2026年度は最低薬価の引き上げ、産婦人科領域製品等の伸長、海外事業等が業績に寄与する見込みで、売上高730億円(前年度比2.6%増)、営業利益62億円(同6.3%増)、経常利益61億円(同7.7%増)を見込んでいる。

項目2026年度予想前年度比
売上高730億円+2.6%
営業利益62億円+6.3%
経常利益61億円+7.7%
2025年度の決算ハイライトおよび2026年度の業績予想
出典:あすか製薬ホールディングス 2026年3月期決算および中期経営計画説明会 P.6

株主還元

配当方針は2026年3月期まで、連結配当性向30%を目安とし1株当たり配当金の下限を年間30円としていたが、2027年3月期以降は総還元性向40%を目安に株主還元を行い、原則として減配を行わない累進配当(特別配当を除く)を導入する。2025年度の1株当たり配当金は60円(配当性向31.4%)となり、2026年度は中間32円・期末33円の合計65円(同38.4%)を予想している。

区分1株当たり配当金配当性向
2024年度(前期)実績55円30.6%
2025年度(当期)実績60円31.4%
2026年度予想65円(中間32円・期末33円)38.4%
1株当たりの配当額推移と配当方針の変更
出典:あすか製薬ホールディングス 2026年3月期決算および中期経営計画説明会 P.43

中期経営計画2028

2026〜2028年度を対象とする「中期経営計画2028」は、「持続的成長にむけた強みの深化とグローバル展開を支える事業基盤の構築」をスローガンに掲げる。
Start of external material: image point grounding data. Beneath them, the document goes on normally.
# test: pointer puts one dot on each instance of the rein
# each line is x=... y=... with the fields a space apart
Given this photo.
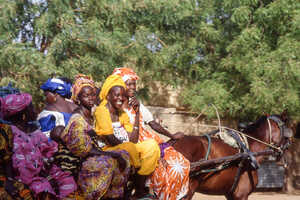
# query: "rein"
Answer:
x=224 y=127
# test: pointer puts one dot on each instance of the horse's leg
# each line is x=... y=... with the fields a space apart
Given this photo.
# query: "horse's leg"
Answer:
x=193 y=184
x=245 y=187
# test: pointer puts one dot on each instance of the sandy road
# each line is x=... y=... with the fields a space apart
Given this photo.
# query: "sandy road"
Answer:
x=254 y=196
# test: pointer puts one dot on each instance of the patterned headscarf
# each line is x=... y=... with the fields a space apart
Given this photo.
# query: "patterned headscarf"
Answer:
x=58 y=86
x=6 y=90
x=126 y=73
x=14 y=103
x=81 y=81
x=111 y=81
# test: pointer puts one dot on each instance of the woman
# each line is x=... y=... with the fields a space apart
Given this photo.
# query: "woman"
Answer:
x=32 y=150
x=58 y=108
x=113 y=125
x=102 y=174
x=170 y=179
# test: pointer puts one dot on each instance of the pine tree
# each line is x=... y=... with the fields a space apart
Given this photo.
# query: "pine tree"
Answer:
x=241 y=55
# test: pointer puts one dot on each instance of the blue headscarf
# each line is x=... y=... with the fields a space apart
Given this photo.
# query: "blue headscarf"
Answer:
x=9 y=89
x=4 y=91
x=58 y=86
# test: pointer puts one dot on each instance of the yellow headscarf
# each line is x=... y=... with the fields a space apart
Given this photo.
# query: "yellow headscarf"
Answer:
x=111 y=81
x=81 y=81
x=126 y=73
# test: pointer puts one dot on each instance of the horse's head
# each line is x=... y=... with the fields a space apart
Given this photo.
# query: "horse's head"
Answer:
x=279 y=135
x=272 y=131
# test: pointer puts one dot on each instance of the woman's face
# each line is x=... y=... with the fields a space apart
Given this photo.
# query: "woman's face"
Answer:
x=31 y=112
x=87 y=97
x=116 y=97
x=131 y=87
x=50 y=97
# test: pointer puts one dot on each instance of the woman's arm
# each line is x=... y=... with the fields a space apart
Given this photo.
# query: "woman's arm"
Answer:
x=134 y=135
x=118 y=157
x=158 y=128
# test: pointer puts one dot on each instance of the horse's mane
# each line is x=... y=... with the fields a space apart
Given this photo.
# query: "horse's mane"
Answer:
x=252 y=127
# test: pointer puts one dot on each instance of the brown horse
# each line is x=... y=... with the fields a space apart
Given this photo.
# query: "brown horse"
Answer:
x=273 y=133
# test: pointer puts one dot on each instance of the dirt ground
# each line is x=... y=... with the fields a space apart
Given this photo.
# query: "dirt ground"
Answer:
x=253 y=196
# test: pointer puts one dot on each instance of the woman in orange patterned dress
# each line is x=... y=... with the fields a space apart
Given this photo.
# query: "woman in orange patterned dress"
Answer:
x=170 y=180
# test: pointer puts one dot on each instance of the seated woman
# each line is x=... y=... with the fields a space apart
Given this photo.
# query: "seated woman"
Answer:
x=170 y=180
x=32 y=150
x=102 y=174
x=58 y=108
x=55 y=117
x=113 y=125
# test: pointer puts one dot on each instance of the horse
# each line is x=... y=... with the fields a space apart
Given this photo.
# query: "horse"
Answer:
x=239 y=179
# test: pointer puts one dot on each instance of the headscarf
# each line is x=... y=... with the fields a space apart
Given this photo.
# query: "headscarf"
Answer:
x=111 y=81
x=126 y=73
x=81 y=81
x=6 y=90
x=14 y=103
x=58 y=86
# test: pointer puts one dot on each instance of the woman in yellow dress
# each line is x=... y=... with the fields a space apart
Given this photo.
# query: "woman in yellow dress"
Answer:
x=103 y=175
x=170 y=180
x=114 y=127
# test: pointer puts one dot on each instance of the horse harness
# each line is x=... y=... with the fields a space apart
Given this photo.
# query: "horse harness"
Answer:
x=284 y=133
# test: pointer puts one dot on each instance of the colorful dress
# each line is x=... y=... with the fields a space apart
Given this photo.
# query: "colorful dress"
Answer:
x=144 y=155
x=30 y=159
x=99 y=175
x=6 y=145
x=50 y=119
x=171 y=182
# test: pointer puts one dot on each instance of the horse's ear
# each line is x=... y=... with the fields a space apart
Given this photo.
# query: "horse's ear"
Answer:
x=284 y=115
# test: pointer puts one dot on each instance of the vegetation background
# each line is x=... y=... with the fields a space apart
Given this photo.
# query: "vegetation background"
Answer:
x=241 y=55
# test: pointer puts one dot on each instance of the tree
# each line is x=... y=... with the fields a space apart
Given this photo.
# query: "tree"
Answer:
x=241 y=55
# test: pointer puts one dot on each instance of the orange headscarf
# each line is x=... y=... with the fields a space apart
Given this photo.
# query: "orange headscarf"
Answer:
x=81 y=81
x=126 y=73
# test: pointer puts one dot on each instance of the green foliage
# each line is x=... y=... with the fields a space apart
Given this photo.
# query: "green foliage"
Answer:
x=241 y=55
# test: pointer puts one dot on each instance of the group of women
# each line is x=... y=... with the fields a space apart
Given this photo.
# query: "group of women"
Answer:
x=85 y=145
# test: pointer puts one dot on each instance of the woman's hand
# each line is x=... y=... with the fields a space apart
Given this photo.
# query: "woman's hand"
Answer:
x=134 y=103
x=177 y=135
x=121 y=161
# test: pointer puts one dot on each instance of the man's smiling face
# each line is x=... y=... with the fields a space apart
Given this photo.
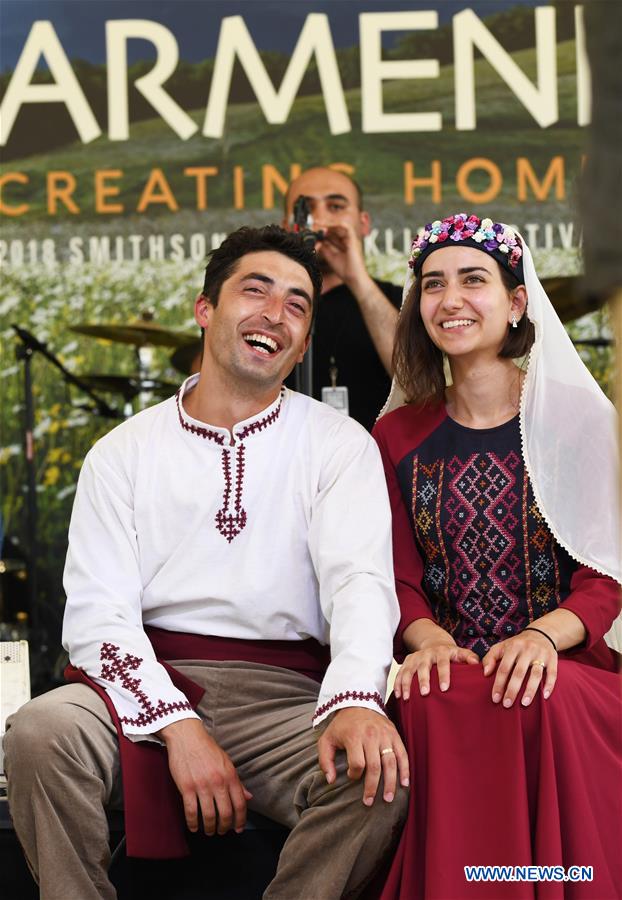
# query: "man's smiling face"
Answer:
x=259 y=328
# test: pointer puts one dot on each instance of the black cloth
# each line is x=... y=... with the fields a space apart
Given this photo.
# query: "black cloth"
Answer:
x=340 y=332
x=491 y=565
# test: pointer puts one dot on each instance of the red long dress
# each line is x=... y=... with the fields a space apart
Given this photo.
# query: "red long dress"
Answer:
x=534 y=786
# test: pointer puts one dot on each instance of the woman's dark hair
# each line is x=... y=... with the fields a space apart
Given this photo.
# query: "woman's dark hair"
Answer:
x=223 y=261
x=418 y=362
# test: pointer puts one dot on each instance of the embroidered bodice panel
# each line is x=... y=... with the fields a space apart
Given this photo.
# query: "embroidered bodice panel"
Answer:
x=490 y=562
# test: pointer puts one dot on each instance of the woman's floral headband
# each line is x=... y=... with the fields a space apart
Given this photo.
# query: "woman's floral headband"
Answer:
x=493 y=237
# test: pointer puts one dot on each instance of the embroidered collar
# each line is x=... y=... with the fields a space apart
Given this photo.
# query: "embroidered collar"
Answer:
x=221 y=436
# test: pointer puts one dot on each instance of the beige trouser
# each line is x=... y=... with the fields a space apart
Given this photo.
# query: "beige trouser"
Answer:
x=62 y=764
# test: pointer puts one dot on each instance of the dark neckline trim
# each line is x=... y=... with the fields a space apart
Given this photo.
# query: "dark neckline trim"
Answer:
x=491 y=430
x=220 y=436
x=206 y=433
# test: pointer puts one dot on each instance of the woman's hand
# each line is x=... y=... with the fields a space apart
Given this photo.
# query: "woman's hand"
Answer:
x=526 y=656
x=440 y=652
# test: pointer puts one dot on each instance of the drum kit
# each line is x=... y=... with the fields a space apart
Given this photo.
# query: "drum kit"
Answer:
x=143 y=334
x=135 y=392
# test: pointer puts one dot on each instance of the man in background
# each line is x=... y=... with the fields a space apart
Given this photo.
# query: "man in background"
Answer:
x=356 y=317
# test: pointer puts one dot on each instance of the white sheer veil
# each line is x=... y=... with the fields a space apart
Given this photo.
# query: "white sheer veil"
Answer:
x=569 y=440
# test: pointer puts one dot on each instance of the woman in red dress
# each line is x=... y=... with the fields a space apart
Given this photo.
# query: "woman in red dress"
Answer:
x=506 y=548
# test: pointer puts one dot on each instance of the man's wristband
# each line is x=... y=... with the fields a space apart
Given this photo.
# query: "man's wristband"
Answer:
x=547 y=636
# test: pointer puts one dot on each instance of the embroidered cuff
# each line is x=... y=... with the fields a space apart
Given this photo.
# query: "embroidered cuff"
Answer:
x=369 y=699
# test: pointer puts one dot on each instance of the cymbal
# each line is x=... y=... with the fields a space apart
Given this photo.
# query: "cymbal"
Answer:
x=138 y=333
x=184 y=357
x=128 y=386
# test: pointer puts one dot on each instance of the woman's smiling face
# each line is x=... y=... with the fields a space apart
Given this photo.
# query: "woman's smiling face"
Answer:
x=465 y=306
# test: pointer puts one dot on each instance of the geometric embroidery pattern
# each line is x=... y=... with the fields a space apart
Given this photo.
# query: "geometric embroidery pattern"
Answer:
x=490 y=561
x=117 y=668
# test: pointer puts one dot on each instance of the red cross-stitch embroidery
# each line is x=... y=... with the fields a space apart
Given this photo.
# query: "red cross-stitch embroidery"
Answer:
x=118 y=667
x=349 y=695
x=205 y=433
x=231 y=524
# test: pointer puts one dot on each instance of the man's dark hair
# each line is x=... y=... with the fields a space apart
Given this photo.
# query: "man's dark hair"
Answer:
x=355 y=184
x=223 y=261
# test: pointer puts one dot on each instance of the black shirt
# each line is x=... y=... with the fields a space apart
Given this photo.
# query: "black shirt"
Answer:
x=340 y=332
x=491 y=564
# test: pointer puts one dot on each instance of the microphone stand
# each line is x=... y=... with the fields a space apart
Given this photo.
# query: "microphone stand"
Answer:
x=24 y=352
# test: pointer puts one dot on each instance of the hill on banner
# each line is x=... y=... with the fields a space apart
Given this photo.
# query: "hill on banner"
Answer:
x=91 y=234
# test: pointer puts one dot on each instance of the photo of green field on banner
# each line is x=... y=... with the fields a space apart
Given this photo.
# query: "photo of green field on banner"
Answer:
x=134 y=139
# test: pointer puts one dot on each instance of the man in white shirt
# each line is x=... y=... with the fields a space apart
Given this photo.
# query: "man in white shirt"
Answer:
x=241 y=532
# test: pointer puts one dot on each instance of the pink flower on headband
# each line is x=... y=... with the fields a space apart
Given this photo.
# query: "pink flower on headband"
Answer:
x=489 y=235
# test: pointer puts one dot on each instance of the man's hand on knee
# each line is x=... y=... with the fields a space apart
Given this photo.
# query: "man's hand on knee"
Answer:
x=372 y=746
x=205 y=777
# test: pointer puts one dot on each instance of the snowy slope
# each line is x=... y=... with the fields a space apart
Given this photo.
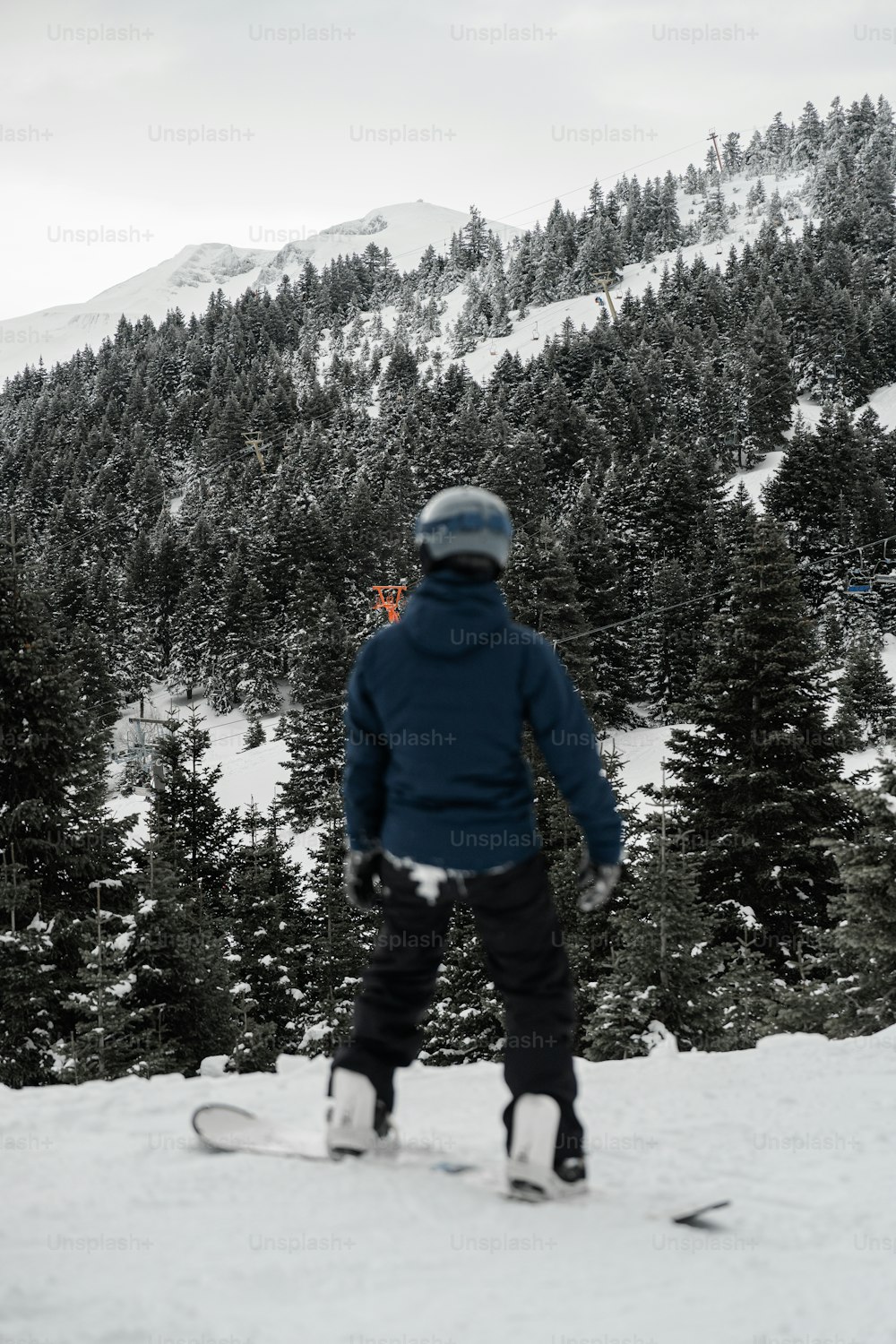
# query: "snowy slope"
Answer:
x=188 y=279
x=117 y=1228
x=530 y=333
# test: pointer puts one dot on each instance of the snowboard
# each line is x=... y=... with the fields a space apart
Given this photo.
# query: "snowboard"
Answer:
x=228 y=1129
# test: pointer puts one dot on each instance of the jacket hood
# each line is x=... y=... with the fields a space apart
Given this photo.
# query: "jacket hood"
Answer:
x=450 y=615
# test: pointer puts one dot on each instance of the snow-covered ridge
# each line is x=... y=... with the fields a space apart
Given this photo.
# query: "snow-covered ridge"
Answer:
x=190 y=279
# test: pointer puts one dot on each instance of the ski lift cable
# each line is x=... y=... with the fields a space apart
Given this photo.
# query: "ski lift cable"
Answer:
x=653 y=610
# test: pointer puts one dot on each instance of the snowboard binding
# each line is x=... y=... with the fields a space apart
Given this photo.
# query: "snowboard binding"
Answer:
x=357 y=1121
x=532 y=1169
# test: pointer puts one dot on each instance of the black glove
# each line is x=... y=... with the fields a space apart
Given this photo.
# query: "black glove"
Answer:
x=595 y=883
x=362 y=878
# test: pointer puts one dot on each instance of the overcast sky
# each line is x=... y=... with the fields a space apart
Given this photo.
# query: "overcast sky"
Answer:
x=541 y=102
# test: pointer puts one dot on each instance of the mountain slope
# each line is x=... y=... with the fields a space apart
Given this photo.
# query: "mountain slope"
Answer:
x=191 y=277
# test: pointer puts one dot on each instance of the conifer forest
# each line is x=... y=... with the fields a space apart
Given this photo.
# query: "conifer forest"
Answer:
x=204 y=504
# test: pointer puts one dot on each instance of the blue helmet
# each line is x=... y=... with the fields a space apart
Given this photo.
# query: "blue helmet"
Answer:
x=463 y=521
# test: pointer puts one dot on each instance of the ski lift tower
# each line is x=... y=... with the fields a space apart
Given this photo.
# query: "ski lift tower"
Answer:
x=713 y=136
x=387 y=599
x=605 y=281
x=887 y=577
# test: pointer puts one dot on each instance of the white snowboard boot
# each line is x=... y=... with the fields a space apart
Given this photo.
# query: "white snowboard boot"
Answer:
x=530 y=1163
x=357 y=1121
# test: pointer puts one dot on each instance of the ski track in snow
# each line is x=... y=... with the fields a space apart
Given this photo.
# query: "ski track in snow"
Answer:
x=260 y=1250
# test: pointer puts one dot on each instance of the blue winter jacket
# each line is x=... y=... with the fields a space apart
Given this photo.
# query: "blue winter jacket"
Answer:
x=435 y=710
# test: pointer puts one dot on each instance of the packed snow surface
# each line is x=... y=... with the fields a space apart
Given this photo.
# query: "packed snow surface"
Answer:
x=120 y=1228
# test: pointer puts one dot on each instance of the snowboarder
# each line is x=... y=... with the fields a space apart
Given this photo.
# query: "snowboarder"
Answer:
x=440 y=808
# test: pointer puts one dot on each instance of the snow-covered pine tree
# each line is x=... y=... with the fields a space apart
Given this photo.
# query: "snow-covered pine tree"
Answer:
x=864 y=933
x=268 y=943
x=664 y=962
x=755 y=779
x=866 y=699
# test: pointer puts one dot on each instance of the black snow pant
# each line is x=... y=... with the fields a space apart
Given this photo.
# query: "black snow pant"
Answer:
x=524 y=957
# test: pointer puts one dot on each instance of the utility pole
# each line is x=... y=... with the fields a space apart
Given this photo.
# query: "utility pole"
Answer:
x=715 y=145
x=605 y=281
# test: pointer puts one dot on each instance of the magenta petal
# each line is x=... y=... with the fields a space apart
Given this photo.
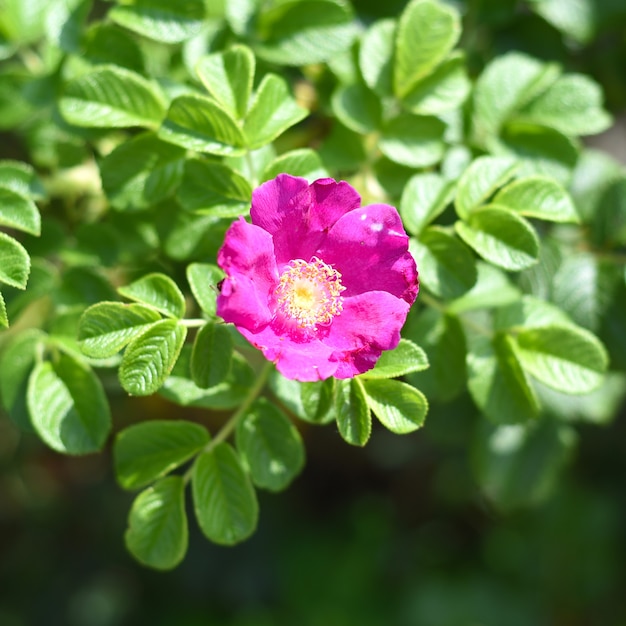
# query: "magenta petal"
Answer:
x=304 y=361
x=368 y=324
x=330 y=200
x=368 y=246
x=273 y=201
x=247 y=258
x=298 y=215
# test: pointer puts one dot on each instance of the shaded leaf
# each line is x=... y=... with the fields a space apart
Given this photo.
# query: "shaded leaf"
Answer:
x=112 y=97
x=211 y=356
x=270 y=446
x=158 y=291
x=105 y=328
x=228 y=77
x=501 y=237
x=224 y=500
x=405 y=358
x=427 y=32
x=352 y=412
x=272 y=112
x=157 y=533
x=146 y=451
x=149 y=358
x=14 y=262
x=161 y=20
x=399 y=407
x=199 y=123
x=446 y=265
x=565 y=358
x=68 y=406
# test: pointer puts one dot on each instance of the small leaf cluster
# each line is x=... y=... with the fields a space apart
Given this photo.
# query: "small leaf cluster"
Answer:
x=142 y=130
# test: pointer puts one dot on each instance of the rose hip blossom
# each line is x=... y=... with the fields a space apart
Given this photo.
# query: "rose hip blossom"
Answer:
x=318 y=283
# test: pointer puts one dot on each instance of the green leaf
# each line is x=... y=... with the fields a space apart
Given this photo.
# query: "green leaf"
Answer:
x=584 y=287
x=303 y=162
x=352 y=412
x=199 y=123
x=405 y=358
x=146 y=451
x=427 y=32
x=492 y=289
x=14 y=262
x=425 y=197
x=141 y=172
x=106 y=327
x=608 y=217
x=480 y=181
x=529 y=312
x=228 y=77
x=149 y=358
x=566 y=358
x=204 y=279
x=538 y=196
x=68 y=406
x=107 y=43
x=445 y=89
x=505 y=86
x=447 y=267
x=414 y=141
x=112 y=97
x=500 y=237
x=214 y=189
x=239 y=14
x=161 y=20
x=497 y=382
x=211 y=356
x=575 y=18
x=17 y=360
x=23 y=22
x=4 y=320
x=272 y=112
x=157 y=533
x=65 y=22
x=443 y=341
x=180 y=389
x=158 y=291
x=305 y=32
x=82 y=286
x=43 y=280
x=519 y=465
x=21 y=179
x=224 y=500
x=399 y=407
x=571 y=105
x=270 y=446
x=541 y=150
x=357 y=108
x=376 y=54
x=316 y=401
x=19 y=212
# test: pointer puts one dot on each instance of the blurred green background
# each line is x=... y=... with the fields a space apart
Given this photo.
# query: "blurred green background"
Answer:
x=396 y=534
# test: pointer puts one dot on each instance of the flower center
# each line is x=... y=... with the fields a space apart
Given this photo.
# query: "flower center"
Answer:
x=309 y=293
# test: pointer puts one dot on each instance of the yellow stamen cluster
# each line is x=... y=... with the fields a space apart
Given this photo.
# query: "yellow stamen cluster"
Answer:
x=310 y=292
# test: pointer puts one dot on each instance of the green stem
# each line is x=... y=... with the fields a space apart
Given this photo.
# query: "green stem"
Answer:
x=194 y=323
x=231 y=424
x=252 y=169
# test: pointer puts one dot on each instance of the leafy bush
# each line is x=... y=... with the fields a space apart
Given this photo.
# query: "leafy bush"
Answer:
x=137 y=134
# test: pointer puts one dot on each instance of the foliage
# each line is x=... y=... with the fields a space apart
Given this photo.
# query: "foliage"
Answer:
x=142 y=129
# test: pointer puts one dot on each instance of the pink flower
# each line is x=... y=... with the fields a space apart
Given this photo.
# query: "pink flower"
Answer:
x=318 y=283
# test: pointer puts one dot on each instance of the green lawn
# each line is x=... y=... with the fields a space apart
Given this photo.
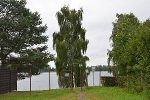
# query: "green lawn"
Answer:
x=90 y=93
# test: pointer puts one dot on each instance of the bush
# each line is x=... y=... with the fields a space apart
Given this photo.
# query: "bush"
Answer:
x=122 y=81
x=108 y=81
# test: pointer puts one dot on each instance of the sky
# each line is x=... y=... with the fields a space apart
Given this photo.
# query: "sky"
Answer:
x=97 y=20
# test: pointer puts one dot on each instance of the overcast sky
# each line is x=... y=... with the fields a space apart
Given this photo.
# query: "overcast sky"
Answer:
x=97 y=20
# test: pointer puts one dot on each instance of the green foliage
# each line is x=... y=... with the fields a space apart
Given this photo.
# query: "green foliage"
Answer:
x=22 y=43
x=70 y=43
x=131 y=51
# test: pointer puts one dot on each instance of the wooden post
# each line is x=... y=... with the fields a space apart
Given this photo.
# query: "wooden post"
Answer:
x=49 y=79
x=71 y=79
x=10 y=80
x=80 y=79
x=30 y=81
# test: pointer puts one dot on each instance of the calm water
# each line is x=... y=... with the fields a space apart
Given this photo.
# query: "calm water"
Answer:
x=41 y=82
2028年度の財務目標は売上高850億円、営業利益率10%、ROE10%、総還元性向40%である。3年間のキャッシュ配分総額は前中期経営計画の392億円を上回る約450億円を計画し、成長投資に300億円超、株主還元に70〜80億円を充てる方針である。長期目標「ありたい姿2035」では2035年度に売上高1,500億円、営業利益率15%を目指すとしている。

中期経営計画2028の概要と2028年度財務目標
出典:あすか製薬ホールディングス 2026年3月期決算および中期経営計画説明会 P.17

※本記事はあすか製薬ホールディングスが公開したIR資料(直近の通期決算説明資料)に基づく事実整理であり、特定銘柄の売買を推奨するものではありません。数値は開示資料に基づきますが、利益指標の定義や集計方法は会社により異なる場合があります。投資判断はご自身の責任でお願いいたします。